Bulgarian rhythmic gymnast (born 1959)

Kristina Guiourova (Кристина Гюрова; born 17 February 1959 in Sofia, Bulgaria) is a Bulgarian former individual rhythmic gymnast who now works as a coach. She is the 1977 World all-around bronze medalist as well as the 1979 World champion with rope and silver medalist with ribbon.

== Personal life ==
Guiourova's mother was rhythmic gymnastics coach Julieta Shishmanova, who died in a plane crash on 16 March 1978; she was on the way to a competition, along with several other officials and two gymnasts who also died in the crash. Guiourova's daughter, Julieta Cantaluppi, is named in honor of her mother. Cantaluppi also competed in rhythmic gymnastics for Italy and now works as a coach.

== Career ==
In 1977, Guiourova competed at the 1977 World Championships and won bronze medals in the all-around and hoop.
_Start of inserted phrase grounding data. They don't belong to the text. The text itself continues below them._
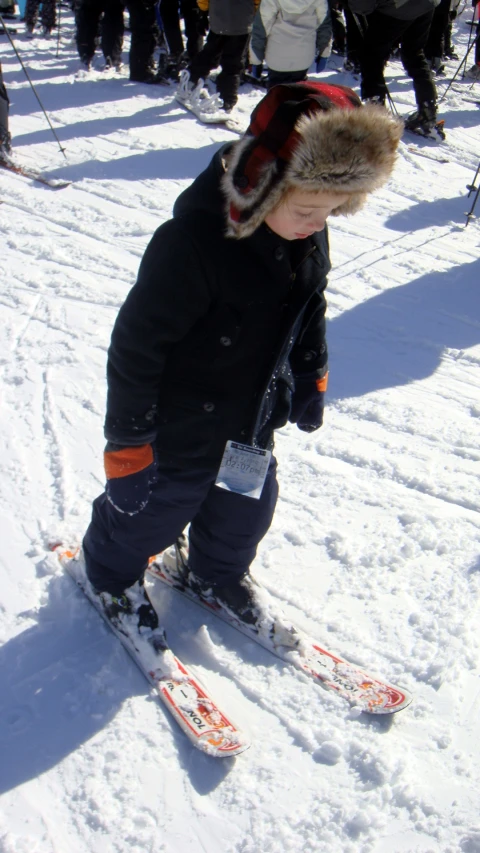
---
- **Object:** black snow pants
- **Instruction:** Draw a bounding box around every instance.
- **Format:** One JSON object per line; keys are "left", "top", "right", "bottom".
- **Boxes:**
{"left": 75, "top": 0, "right": 157, "bottom": 78}
{"left": 75, "top": 0, "right": 124, "bottom": 66}
{"left": 359, "top": 9, "right": 437, "bottom": 106}
{"left": 83, "top": 457, "right": 279, "bottom": 596}
{"left": 0, "top": 62, "right": 9, "bottom": 149}
{"left": 425, "top": 0, "right": 451, "bottom": 60}
{"left": 25, "top": 0, "right": 56, "bottom": 32}
{"left": 160, "top": 0, "right": 203, "bottom": 59}
{"left": 188, "top": 30, "right": 250, "bottom": 108}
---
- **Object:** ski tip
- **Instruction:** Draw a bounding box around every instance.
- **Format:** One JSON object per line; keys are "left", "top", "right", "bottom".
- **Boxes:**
{"left": 197, "top": 729, "right": 251, "bottom": 758}
{"left": 358, "top": 686, "right": 413, "bottom": 715}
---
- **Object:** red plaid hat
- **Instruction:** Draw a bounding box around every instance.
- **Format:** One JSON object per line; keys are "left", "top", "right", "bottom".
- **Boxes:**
{"left": 221, "top": 81, "right": 403, "bottom": 238}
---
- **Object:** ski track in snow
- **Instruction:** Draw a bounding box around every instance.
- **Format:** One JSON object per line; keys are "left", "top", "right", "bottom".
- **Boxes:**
{"left": 1, "top": 11, "right": 480, "bottom": 853}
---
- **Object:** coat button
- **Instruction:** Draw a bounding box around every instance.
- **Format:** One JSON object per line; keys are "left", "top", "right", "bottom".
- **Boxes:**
{"left": 203, "top": 402, "right": 215, "bottom": 413}
{"left": 274, "top": 247, "right": 284, "bottom": 261}
{"left": 304, "top": 350, "right": 315, "bottom": 361}
{"left": 220, "top": 336, "right": 232, "bottom": 346}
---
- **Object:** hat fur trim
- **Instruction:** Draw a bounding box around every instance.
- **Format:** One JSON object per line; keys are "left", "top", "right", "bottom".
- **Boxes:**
{"left": 222, "top": 104, "right": 403, "bottom": 239}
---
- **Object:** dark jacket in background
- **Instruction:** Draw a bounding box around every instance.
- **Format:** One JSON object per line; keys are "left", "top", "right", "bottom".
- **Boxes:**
{"left": 105, "top": 146, "right": 331, "bottom": 466}
{"left": 348, "top": 0, "right": 439, "bottom": 19}
{"left": 201, "top": 0, "right": 258, "bottom": 35}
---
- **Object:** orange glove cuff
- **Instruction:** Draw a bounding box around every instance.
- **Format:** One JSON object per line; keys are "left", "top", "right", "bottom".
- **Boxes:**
{"left": 104, "top": 444, "right": 154, "bottom": 479}
{"left": 316, "top": 372, "right": 329, "bottom": 393}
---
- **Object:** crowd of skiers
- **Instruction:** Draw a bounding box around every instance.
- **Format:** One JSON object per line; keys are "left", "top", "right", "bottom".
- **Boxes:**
{"left": 0, "top": 0, "right": 480, "bottom": 162}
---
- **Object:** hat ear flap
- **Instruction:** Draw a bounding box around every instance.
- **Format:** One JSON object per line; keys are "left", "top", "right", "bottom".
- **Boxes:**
{"left": 223, "top": 136, "right": 281, "bottom": 211}
{"left": 222, "top": 136, "right": 292, "bottom": 238}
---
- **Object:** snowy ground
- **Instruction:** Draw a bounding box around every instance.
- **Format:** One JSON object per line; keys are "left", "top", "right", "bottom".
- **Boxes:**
{"left": 1, "top": 9, "right": 480, "bottom": 853}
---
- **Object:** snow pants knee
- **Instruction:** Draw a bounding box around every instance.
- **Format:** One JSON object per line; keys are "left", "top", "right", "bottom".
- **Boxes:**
{"left": 83, "top": 456, "right": 279, "bottom": 596}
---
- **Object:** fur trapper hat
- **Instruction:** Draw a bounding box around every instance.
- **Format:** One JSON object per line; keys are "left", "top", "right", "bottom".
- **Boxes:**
{"left": 222, "top": 82, "right": 403, "bottom": 239}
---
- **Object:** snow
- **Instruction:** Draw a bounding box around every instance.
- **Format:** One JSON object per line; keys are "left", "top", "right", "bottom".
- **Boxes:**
{"left": 1, "top": 10, "right": 480, "bottom": 853}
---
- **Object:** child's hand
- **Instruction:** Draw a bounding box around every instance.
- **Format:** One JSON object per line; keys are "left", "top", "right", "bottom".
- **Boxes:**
{"left": 104, "top": 443, "right": 157, "bottom": 514}
{"left": 289, "top": 372, "right": 328, "bottom": 433}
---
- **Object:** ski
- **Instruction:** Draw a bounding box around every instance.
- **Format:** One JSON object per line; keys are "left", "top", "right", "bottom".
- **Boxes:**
{"left": 402, "top": 143, "right": 449, "bottom": 164}
{"left": 0, "top": 157, "right": 71, "bottom": 189}
{"left": 175, "top": 97, "right": 246, "bottom": 135}
{"left": 147, "top": 554, "right": 413, "bottom": 716}
{"left": 55, "top": 547, "right": 250, "bottom": 758}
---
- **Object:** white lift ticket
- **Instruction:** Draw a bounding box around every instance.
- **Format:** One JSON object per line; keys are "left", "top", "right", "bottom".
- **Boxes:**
{"left": 215, "top": 441, "right": 272, "bottom": 499}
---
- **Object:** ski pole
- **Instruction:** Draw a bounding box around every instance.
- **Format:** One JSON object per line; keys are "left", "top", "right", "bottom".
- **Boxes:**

At the first European Championships in 1978, she was 7th in the all-around and won two medals in the apparatus finals, bronze with rope and ball. She repeated her success at the 1979 World Championships in London, where she won a gold medal in rope and silver in ribbon.

After her competitive career, she moved to Italy, married, and began coaching in Fabriano. While her daughter, Cantaluppi, was competing, Guiourova coached her.

In an interview during that time, she was critical of the organization of the Bulgarian Rhythmic Gymnastics Foundation as well as how her daughter's performance was judged at a recurring tournament named after her mother. When asked if she would return to the tournament the next year, she said, "Next year? No way. I won’t allow it. I was kicked out the moment my mother died. The Bulgarian federation kicked me out so that I wouldn’t participate anymore. They are just using my mother’s name as advertising." Guiourova also later alleged that her daughter was "not allowed" to compete for Bulgaria and that she was also not well-supported by the Italian federation.

Cantaluppi began to coach alongside Guiourova after she finished competing. They worked together on choreographing routines, and Guiourova sometimes accompanied their gymnasts, such as Milena Baldassarri and Sofia Raffaeli, to competitions. However, Cantaluppi left Italy to become the head coach of the Israeli national team in 2023, and Guiourova said that she offered to continue coaching their gymnasts and was instead banned from the gym. Guiourova said that she did not support her daughter working for the Israeli federation, but that she supported her daughter and her gymnasts.